USA TODAY US Edition

What to watch

Keep your eye on this ball: rates, housing market

- John Waggoner @Johnwaggon­er USA TODAY

Some things, like pitchers and catchers, make a powerful combinatio­n. This week, we have a powerful duo to watch: interest rates and housing statistics.

Most people take out mortgages when they buy a house. The rate is a big factor in determinin­g how much house they can buy. At the current average 30-year fixed mortgage rate of 3.59%, a $100,000 loan will cost $454 a month in principal and interest. That’s a pretty swell rate, especially for those who remember 10% mortgages in the 1980s.

But the average mortgage rate — this is from mortgage giant Freddie Mac — has crept up from 3.35% on May 2. That’s because the interest rate on 10-year Treasury securities has been creeping up, too. Tuesday, the 10-year T-note hit a 14-month high of 2.17%.

This week, the Treasury will be auctioning off more debt: 5-year Tnotes today and 7-year T-notes on Thursday. The 2-year auction met with a yawn on Tuesday, drawing fewer bidders than usual, and somewhat higher yields: 0.283%, vs. 0.233% at the March auction.
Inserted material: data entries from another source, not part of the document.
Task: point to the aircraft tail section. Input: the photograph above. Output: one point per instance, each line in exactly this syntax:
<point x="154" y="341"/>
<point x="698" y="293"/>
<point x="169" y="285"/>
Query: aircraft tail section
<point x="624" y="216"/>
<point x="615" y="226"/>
Rising rates can discourage new mortgage applicatio­ns, a reliable barometer of economic health. They can also trigger a rush to get loans before rates go up more. We’ll find out how much rates are weighing on the nation’s housing today, when the Mortgage Bankers Associatio­n releases its purchase applicatio­ns index, and again Thursday, when the National Associatio­n of Realtors releases its pending home sales index.